The national gas price average was at $2.57 on Tuesday, down a penny from Monday, when the $2.58 national average was three cents lower than the prior week, but six cents more than a month ago and 30 cents more than a year ago, according to AAA.

Gas could be found for $2.50 or less at 53 percent of gas stations across the country, the motor club said in a statement. For 78 percent of states, that meant gas prices were less expensive than the previous Monday, according to AAA.

"In December we saw really high crude oil prices, which took awhile for that markup to trickle to pump prices," Jeanette Casselano, AAA's director of public relations told The Drive on Tuesday.

"It's too soon to know if this will hold," she added. "Looking ahead it depends where crude oil sells at." 

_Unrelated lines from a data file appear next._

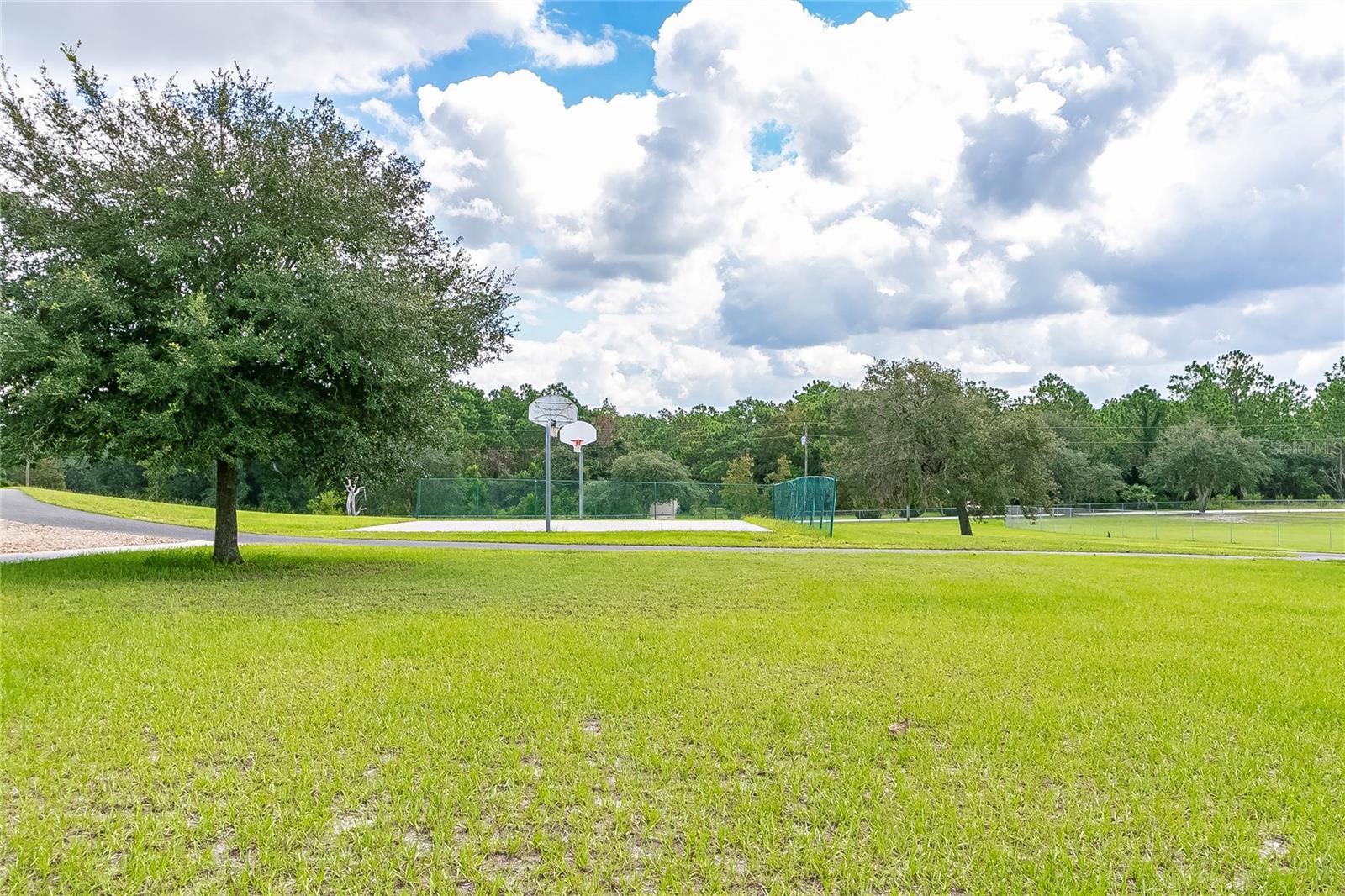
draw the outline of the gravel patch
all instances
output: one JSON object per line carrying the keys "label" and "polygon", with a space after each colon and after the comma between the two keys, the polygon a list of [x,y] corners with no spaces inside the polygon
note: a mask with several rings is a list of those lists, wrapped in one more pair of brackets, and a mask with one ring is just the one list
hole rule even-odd
{"label": "gravel patch", "polygon": [[180,538],[128,535],[120,531],[38,526],[0,519],[0,554],[27,554],[39,550],[79,550],[82,548],[129,548],[140,545],[174,545]]}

Another factor is a coming move by producers to a summer blend of gasoline, which should mean a little less gasoline on the market. "But I don't expect prices to bump up five cents in the next week," Casselano said.

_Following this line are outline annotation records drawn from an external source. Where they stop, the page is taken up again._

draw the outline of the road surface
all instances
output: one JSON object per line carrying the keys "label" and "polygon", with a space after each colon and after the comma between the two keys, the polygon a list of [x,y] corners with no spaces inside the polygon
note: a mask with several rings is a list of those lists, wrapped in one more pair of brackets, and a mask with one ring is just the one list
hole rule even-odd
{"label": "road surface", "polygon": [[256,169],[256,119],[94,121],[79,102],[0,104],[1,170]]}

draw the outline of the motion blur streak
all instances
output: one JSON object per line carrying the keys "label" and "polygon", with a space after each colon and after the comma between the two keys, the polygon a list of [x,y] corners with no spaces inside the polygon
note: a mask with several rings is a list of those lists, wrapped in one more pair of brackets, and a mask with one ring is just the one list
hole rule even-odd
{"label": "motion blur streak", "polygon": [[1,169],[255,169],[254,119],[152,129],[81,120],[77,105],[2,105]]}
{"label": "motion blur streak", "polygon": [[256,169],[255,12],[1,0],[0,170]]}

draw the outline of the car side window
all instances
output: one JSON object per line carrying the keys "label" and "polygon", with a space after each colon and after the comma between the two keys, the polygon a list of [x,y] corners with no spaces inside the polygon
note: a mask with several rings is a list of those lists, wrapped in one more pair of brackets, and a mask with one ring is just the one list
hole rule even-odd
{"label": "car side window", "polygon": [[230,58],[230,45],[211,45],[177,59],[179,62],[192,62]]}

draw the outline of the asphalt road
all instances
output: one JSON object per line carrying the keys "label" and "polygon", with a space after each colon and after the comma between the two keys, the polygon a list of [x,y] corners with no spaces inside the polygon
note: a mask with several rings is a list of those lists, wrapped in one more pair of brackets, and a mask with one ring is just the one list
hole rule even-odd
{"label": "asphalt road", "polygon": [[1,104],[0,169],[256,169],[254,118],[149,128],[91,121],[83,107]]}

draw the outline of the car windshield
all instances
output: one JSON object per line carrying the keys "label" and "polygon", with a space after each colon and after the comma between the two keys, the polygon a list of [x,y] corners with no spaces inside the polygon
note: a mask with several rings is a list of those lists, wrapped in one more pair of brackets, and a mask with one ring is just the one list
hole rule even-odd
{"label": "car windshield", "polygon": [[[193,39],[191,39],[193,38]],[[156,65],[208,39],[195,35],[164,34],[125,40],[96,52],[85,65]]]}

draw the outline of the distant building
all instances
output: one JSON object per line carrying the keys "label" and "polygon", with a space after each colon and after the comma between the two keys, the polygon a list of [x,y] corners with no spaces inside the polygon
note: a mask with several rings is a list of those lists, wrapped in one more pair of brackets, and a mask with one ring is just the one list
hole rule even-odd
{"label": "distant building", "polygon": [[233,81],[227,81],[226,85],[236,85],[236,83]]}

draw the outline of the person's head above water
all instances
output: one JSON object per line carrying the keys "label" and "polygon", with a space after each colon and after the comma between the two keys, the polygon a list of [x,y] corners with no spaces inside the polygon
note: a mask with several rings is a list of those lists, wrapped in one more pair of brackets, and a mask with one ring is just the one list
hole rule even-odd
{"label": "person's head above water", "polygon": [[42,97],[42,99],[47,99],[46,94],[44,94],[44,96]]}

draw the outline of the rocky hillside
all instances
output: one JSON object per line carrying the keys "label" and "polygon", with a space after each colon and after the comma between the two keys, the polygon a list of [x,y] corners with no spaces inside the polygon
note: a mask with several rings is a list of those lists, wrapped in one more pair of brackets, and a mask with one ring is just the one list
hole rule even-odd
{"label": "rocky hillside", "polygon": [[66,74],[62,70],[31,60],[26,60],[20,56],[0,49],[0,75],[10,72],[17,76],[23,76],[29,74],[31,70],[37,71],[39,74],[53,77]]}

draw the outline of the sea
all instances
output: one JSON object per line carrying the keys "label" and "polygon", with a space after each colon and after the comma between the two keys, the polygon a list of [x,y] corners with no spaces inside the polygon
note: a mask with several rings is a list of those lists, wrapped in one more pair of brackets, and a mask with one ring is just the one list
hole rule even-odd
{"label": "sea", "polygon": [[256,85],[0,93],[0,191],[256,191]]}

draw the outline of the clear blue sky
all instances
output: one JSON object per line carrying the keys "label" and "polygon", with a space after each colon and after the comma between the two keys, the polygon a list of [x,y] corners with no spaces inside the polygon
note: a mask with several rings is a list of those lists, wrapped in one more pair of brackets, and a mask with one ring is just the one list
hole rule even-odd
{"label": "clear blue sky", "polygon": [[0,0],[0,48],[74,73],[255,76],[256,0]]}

The most expensive market for gas is Hawaii, where it is averaging $3.44, followed by California, where motorists are paying $3.35 on average, and Alaska, where it's $3.04 a gallon.

Most of the West Coast has higher taxes on fuel, and then for states further away from refineries have higher transportation costs tacked on at the pumps, Casselano explained.

The biggest weekly change in prices came in Indiana, where gas is 14 cents lower, on average, AAA said.